Transitional care, a bit of a half-way point for long term hospital stays. There are 2-3 patients per nurse here, and the mood is much happier. These are patients who are either on their way home or on their way to one of the "normal" hospital rooms in one of the wards. In our case, it was a stop over while we waited for a bed to open up in the Neuroscience ward. By this point, Arland is down to monitors, blow-by oxygen (no breathing machine), and oral meds and vitamins, along with his mother's milk. He's still got the tube for all his feeding/meds, but he's not half machine any more.

Goodbye BCCH, hello relatives
We finish off the duration of our stay at the hospital in the neuroscience ward. Arrangements are made for a nurse to visit once a week to change the injection device in his leg and several months worth of blood tests and pediatrician appointments are booked.
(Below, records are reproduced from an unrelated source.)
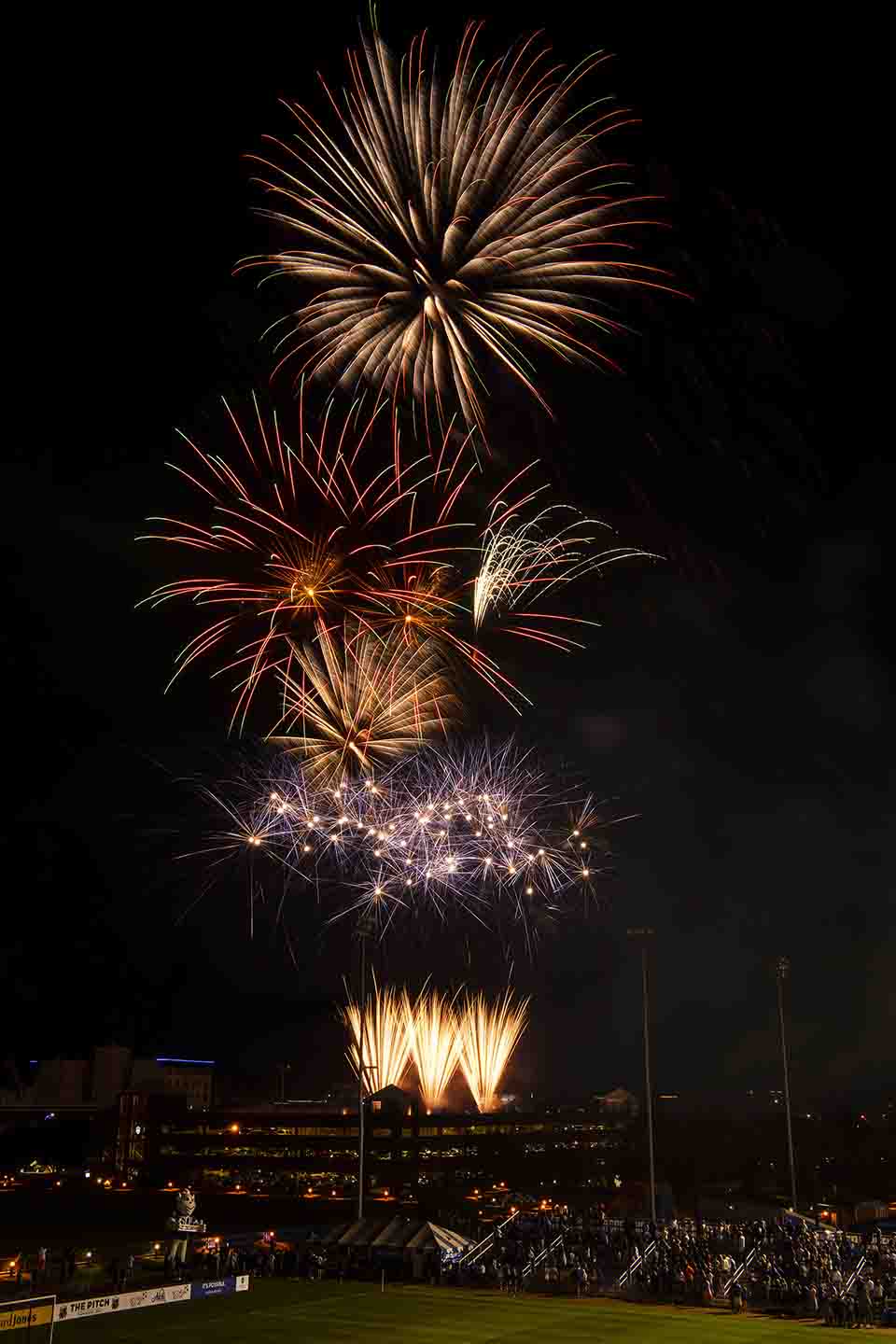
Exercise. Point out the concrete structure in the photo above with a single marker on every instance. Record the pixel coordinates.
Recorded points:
(293, 1149)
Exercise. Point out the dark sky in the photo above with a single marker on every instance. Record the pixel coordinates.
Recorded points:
(739, 696)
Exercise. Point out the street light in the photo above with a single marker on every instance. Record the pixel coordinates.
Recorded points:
(644, 935)
(782, 969)
(364, 931)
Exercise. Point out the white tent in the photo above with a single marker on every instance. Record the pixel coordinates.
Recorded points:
(431, 1236)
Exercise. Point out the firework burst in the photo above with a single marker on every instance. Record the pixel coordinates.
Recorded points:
(299, 537)
(357, 699)
(476, 833)
(443, 220)
(297, 542)
(431, 1027)
(385, 1039)
(488, 1035)
(525, 556)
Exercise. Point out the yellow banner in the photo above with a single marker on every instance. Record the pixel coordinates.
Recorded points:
(19, 1317)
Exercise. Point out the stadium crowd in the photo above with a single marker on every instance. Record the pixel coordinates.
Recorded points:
(791, 1267)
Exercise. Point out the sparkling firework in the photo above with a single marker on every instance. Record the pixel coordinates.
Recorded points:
(488, 1035)
(525, 558)
(361, 699)
(433, 1035)
(385, 1039)
(303, 542)
(480, 833)
(299, 537)
(441, 219)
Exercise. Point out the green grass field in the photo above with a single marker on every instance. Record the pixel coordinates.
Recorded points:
(272, 1313)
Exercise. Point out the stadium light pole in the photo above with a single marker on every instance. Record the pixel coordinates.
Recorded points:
(642, 937)
(782, 969)
(363, 931)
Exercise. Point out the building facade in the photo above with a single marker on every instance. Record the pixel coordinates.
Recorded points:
(293, 1148)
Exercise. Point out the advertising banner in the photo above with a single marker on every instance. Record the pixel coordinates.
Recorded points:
(214, 1286)
(122, 1301)
(23, 1317)
(88, 1307)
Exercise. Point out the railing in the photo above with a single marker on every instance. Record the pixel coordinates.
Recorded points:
(853, 1277)
(641, 1258)
(485, 1245)
(739, 1270)
(534, 1264)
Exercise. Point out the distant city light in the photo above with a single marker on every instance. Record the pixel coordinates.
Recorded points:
(172, 1059)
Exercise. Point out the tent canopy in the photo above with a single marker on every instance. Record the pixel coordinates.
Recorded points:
(443, 1238)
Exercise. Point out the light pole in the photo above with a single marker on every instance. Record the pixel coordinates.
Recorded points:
(364, 928)
(782, 969)
(644, 935)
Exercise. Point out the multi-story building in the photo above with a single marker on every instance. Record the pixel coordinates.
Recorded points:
(294, 1147)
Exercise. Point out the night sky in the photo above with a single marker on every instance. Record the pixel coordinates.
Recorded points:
(739, 695)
We're referred to various "programs" for children with "difficulties" and we move in with a relative so that we aren't alone if something comes up. We start to get back to "normal". Well, as normal as a new born can be at least. Other than not being able to let him go more than 3 hours without feeding (yes, I mean 24/7), and having to give him injections and oral meds every 12 hours, life is kind of normal.. ish.

More normal
Arland improves dramatically now that we're out of the hospital. Arland continues his pattern of ripping things out of his face.. oh right, forgot to mention, he pulled out his own breathing tube.. that is, he was the one that took himself off the respirator. And ripped out his feeding tube several times too, while in the hospital. Well that continued at "home" as we've grown to call it. Of course, instead of pushing a button and having a nurse rush in, we have to take him to the ER to get a new tube put in. Once was funny. Twice made us think this might be an ongoing problem. Three times.. the bloody thing was only put back in 12 hours ago! Four times!?! We'd already discussed with the doctor how long it needed to be in, and decided not to replace it.

Rapid recovery
As they say, babies change very quickly. Arland's improvement went in to high gear once he finally succeeded in ridding himself of tubes. Checkups and tests all come back normal. The fact that nobody has been able to figure out why all this happened sits and festers in the back of my mind to this day, but I prefer to focus on how well he's doing now.

I dream in colour
This was actually the revelation I had earlier this morning, when my alarm woke me up. I'd just had a vivid dream sequence where I remembered brilliant colours. It had something to do with contact lenses and taking them out letting me see colours for clearly. But I suspect it reflects on how happy I am to be a father. Arland is doing brilliantly now, by the way. He recently had his first check up with the visual impairment people and they tell us that his vision appears to be normal and that he may not qualify for the program.. oh darn, he's too normal for them. Appointments with the pediatrician confirm he's growing and developing normally. In fact, the only thing that isn't normal about him seems to be his strength, which is apparently slightly above average. Well that's not so bad, right? Well, maybe if you don't have hair for him to pull :-P

All in all, Arland is doing very well and with any luck, he'll be down to only one medication soon. Things should get more and more "normal" now, whatever that means.